Drogheda, — Roseberry, — Clifford... —

CROMWELL, continuant d’écrire.
Libertins !
Il s’approche de Carr avec un redoublement de douceur et de séduction.
— Et les chefs populaires ?

CARR, reculant indigné.
Arrête !
Moi, te livrer nos saints, les yeux de notre tête !

Non, quand tu m’offrirais dix mille sicles d’or,
Comme le roi Saül à la femme d’Endor ;
Non, quand tu donnerais cet ordre à quelque eunuque
D’essayer le tranchant d’un sabre sur ma nuque ;
Non, quand tu m’enverrais, pour mes rébellions.
Ainsi que Daniel, dans la fosse aux lions ;
Non, quand tu ferais luire un brasier de bitume,
Horrible, et sept fois plus ardent que de coutume ;
Qu’après Ananias je verrais à mon tour
La flamme autour de moi grandir comme une tour.
Et, dorant les maisons d’un vil peuple inondées.
Dépasser le bûcher de trente-neuf coudées !

CROMWELL.
Calme-toi.
CARR.
Non, jamais ! quand tu me donnerais
Les champs qui sont dans Thèbe et ceux qui sont auprès.
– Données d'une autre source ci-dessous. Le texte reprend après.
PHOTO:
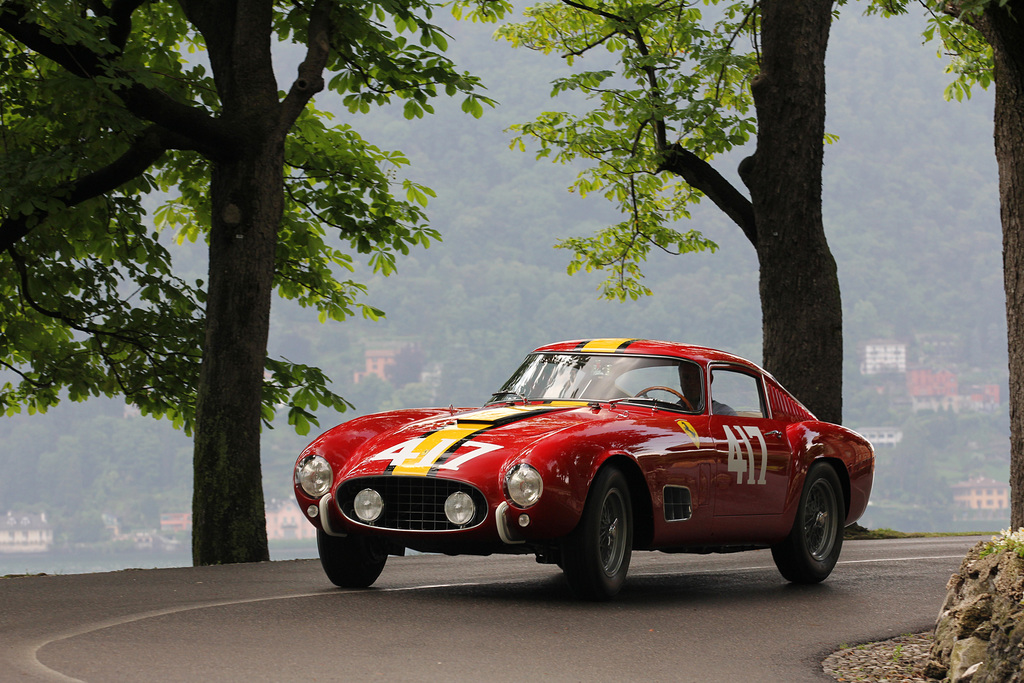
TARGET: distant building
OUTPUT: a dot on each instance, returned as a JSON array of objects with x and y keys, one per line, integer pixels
[
  {"x": 882, "y": 436},
  {"x": 981, "y": 499},
  {"x": 171, "y": 522},
  {"x": 883, "y": 356},
  {"x": 377, "y": 363},
  {"x": 25, "y": 532},
  {"x": 285, "y": 521}
]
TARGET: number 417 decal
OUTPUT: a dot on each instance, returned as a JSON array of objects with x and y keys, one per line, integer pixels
[{"x": 741, "y": 453}]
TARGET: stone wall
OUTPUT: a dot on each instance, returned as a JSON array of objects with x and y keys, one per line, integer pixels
[{"x": 979, "y": 637}]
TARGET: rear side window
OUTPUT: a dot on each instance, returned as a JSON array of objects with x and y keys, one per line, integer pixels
[{"x": 734, "y": 392}]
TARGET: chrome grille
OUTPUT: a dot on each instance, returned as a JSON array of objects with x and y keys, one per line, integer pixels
[{"x": 411, "y": 504}]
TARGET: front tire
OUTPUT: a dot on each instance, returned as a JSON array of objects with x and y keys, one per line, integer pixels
[
  {"x": 810, "y": 552},
  {"x": 351, "y": 561},
  {"x": 596, "y": 554}
]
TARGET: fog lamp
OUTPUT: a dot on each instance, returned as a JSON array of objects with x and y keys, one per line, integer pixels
[
  {"x": 459, "y": 508},
  {"x": 523, "y": 485},
  {"x": 368, "y": 505}
]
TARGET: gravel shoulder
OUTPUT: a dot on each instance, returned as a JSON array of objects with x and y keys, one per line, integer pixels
[{"x": 900, "y": 659}]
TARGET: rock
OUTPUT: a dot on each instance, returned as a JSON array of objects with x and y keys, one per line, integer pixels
[{"x": 979, "y": 636}]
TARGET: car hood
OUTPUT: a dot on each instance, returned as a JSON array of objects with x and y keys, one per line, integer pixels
[{"x": 455, "y": 444}]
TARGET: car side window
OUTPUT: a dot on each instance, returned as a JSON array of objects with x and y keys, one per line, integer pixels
[{"x": 734, "y": 392}]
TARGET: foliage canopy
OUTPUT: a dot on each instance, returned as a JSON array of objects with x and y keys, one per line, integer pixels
[{"x": 111, "y": 119}]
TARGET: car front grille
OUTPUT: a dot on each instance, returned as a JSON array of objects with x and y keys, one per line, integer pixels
[{"x": 411, "y": 504}]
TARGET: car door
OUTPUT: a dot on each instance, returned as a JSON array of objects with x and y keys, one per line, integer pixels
[{"x": 753, "y": 456}]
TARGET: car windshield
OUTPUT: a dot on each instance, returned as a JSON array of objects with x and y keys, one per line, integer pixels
[{"x": 673, "y": 382}]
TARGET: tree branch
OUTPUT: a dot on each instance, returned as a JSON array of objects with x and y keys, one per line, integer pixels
[
  {"x": 140, "y": 156},
  {"x": 210, "y": 136},
  {"x": 310, "y": 78},
  {"x": 702, "y": 176}
]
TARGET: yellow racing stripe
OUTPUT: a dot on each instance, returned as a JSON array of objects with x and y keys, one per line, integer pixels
[
  {"x": 434, "y": 445},
  {"x": 606, "y": 345}
]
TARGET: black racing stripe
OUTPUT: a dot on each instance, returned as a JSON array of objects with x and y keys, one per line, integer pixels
[
  {"x": 625, "y": 345},
  {"x": 514, "y": 417},
  {"x": 444, "y": 457},
  {"x": 390, "y": 467}
]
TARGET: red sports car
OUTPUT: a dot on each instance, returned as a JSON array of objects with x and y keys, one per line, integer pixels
[{"x": 590, "y": 451}]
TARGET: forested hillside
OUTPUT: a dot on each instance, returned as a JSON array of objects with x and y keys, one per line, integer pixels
[{"x": 910, "y": 209}]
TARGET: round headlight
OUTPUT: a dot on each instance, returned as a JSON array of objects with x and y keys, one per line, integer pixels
[
  {"x": 459, "y": 508},
  {"x": 523, "y": 485},
  {"x": 368, "y": 505},
  {"x": 313, "y": 474}
]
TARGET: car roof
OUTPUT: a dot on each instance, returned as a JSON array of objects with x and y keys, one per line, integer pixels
[{"x": 647, "y": 347}]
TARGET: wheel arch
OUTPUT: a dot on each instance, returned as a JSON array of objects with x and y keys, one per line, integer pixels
[
  {"x": 643, "y": 510},
  {"x": 844, "y": 478}
]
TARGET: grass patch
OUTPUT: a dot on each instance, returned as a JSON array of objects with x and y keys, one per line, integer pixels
[{"x": 858, "y": 532}]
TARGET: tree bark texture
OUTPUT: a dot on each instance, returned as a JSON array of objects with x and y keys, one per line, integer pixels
[
  {"x": 247, "y": 200},
  {"x": 799, "y": 283},
  {"x": 1004, "y": 29}
]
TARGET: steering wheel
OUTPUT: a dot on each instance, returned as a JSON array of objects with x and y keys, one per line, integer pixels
[{"x": 682, "y": 399}]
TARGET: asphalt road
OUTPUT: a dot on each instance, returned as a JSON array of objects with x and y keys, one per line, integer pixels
[{"x": 680, "y": 617}]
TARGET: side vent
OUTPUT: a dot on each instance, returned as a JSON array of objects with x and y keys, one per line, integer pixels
[{"x": 677, "y": 504}]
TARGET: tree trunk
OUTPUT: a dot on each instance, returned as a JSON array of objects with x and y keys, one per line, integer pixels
[
  {"x": 1004, "y": 30},
  {"x": 228, "y": 517},
  {"x": 800, "y": 296},
  {"x": 247, "y": 203}
]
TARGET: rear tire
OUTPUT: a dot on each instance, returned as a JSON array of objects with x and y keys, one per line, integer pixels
[
  {"x": 596, "y": 554},
  {"x": 810, "y": 552},
  {"x": 351, "y": 561}
]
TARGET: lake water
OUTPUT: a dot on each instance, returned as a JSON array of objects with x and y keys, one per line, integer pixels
[{"x": 89, "y": 561}]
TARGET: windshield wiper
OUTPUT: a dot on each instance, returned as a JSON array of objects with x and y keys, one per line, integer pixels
[{"x": 515, "y": 396}]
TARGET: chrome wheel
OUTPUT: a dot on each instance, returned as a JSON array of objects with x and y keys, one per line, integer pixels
[
  {"x": 810, "y": 552},
  {"x": 611, "y": 541},
  {"x": 819, "y": 520},
  {"x": 595, "y": 556}
]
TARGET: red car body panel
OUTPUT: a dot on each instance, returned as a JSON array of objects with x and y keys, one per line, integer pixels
[{"x": 699, "y": 480}]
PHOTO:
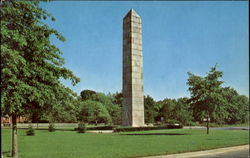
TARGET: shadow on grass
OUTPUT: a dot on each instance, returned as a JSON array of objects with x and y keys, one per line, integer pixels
[
  {"x": 6, "y": 153},
  {"x": 145, "y": 134}
]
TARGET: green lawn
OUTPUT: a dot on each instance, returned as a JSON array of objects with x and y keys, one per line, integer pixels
[{"x": 70, "y": 144}]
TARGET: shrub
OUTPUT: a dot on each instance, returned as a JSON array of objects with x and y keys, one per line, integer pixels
[
  {"x": 81, "y": 127},
  {"x": 130, "y": 129},
  {"x": 52, "y": 127},
  {"x": 30, "y": 131}
]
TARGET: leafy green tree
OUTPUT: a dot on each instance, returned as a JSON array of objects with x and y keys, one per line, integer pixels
[
  {"x": 166, "y": 109},
  {"x": 206, "y": 99},
  {"x": 31, "y": 67},
  {"x": 237, "y": 106},
  {"x": 182, "y": 112},
  {"x": 86, "y": 94},
  {"x": 150, "y": 111}
]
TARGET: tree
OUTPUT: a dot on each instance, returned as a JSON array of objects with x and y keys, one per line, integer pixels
[
  {"x": 87, "y": 94},
  {"x": 31, "y": 67},
  {"x": 166, "y": 109},
  {"x": 206, "y": 99},
  {"x": 150, "y": 112},
  {"x": 237, "y": 106},
  {"x": 182, "y": 112}
]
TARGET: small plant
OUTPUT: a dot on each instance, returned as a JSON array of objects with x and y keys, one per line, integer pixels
[
  {"x": 30, "y": 131},
  {"x": 81, "y": 127},
  {"x": 52, "y": 127}
]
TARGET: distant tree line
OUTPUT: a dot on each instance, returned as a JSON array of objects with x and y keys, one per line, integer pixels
[{"x": 209, "y": 100}]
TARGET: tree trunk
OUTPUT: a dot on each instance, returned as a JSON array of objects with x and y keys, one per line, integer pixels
[
  {"x": 14, "y": 137},
  {"x": 208, "y": 125}
]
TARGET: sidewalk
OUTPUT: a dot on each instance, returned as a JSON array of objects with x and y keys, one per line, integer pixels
[{"x": 203, "y": 153}]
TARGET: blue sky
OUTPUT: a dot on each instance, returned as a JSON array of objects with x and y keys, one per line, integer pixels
[{"x": 178, "y": 37}]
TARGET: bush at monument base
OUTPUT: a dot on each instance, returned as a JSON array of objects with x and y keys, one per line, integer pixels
[
  {"x": 30, "y": 131},
  {"x": 81, "y": 128},
  {"x": 131, "y": 129},
  {"x": 52, "y": 127},
  {"x": 99, "y": 128}
]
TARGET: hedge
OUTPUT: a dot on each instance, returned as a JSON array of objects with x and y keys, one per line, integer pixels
[{"x": 131, "y": 129}]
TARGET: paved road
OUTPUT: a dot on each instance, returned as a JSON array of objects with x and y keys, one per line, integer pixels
[{"x": 231, "y": 154}]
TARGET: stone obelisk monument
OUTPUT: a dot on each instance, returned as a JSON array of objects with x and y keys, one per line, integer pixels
[{"x": 133, "y": 97}]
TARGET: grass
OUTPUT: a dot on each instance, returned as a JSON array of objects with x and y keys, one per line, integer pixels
[{"x": 70, "y": 144}]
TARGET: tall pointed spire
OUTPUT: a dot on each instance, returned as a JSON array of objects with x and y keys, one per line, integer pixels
[{"x": 133, "y": 97}]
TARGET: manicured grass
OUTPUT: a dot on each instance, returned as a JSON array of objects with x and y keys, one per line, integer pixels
[{"x": 70, "y": 144}]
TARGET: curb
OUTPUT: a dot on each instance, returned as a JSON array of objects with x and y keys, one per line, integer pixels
[{"x": 203, "y": 153}]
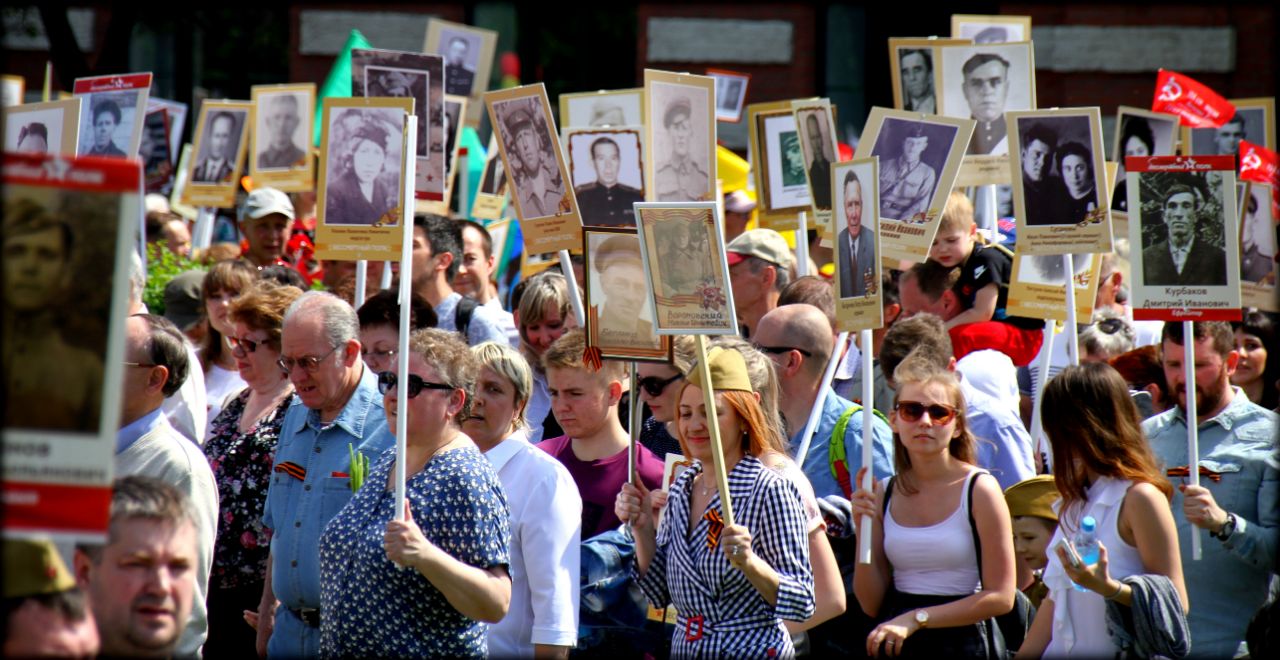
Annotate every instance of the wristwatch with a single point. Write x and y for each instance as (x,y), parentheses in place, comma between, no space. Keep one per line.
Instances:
(1228,528)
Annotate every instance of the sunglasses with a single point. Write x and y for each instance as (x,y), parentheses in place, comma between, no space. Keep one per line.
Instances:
(913,411)
(387,381)
(654,386)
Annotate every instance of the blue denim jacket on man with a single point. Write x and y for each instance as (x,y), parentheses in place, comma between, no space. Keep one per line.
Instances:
(1229,583)
(297,509)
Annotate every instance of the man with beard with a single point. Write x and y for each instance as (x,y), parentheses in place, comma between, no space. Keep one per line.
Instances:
(1183,257)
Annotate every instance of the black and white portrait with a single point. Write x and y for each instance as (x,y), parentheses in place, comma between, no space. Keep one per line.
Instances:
(1056,163)
(913,155)
(282,133)
(530,149)
(364,166)
(984,82)
(108,120)
(608,174)
(218,147)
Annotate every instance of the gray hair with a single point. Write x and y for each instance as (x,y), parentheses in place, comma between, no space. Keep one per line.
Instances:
(508,363)
(339,320)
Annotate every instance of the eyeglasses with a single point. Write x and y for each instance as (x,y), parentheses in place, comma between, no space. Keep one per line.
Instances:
(309,363)
(778,351)
(913,411)
(387,380)
(654,385)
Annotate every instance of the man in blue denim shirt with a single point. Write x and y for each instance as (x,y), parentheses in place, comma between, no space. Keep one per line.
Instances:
(337,406)
(1238,500)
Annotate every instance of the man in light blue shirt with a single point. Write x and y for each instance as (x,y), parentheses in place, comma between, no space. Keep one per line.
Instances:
(1237,505)
(337,408)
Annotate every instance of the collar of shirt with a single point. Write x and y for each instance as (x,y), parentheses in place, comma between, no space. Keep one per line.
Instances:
(132,431)
(355,412)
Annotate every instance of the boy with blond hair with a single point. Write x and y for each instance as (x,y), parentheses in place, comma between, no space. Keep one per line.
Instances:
(594,445)
(982,287)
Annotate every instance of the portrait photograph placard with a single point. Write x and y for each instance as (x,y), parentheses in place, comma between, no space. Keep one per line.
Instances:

Le Tigre et le Liban, Tyr aux portes dorées,
Ecbatane, bâtie en pierres bien carrées,
Mille bœufs, le limon du Nil égyptien.
Quelque trône, et tout l’art de ce magicien
Qui faisait en chantant sortir le feu de l’onde.
Et d’un coup de sifflet venir des bouts du monde.